Don’t swallow a toxic issue and think it won’t poison you.
You can’t usually avoid a conflict once and be done with it. Avoiding conflict is a process, one that requires you to invest energy to continually duck, dodge, and defer the issue. (That’s why the debt metaphor makes sense, the interest compounds.) If you aren’t willing to resolve a problem once and for all, worrying about it will drag you down, and the residual effects will make you less productive.
Don’t let an unresolved issue live rent-free in your head; you’ve got more important tenants.
When you carry a conflict home from work, it’s evident to everyone who cares about you.
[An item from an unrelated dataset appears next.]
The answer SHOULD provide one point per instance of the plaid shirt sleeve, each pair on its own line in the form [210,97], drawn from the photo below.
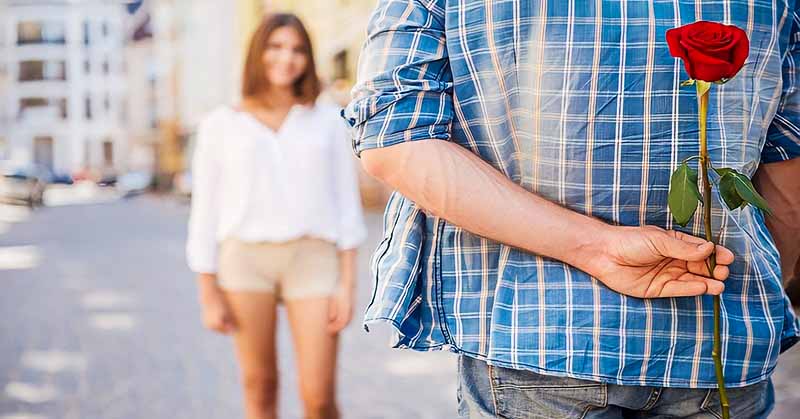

Your frustration, anger, or hurt feelings will show up as being distracted, having a short fuse, or just being unpleasant to be around. If you don’t make a point of resolving issues with the people at work, you’ll create issues with the people at home.
Don’t carry an issue home if you’re going to spread it to the people you love.
When a conflict starts brewing at work, it’s so tempting to bite your tongue, suck it up, pick your battles, and steady the boat. After all, you could make a case that doing so would help you go faster, strengthen your team, and be way less stressful for you. Sadly, it doesn’t usually work that way. Avoiding conflict only allows it to grow. Until you pay off your conflict debt, you pay a heavy price for the privilege of carrying it.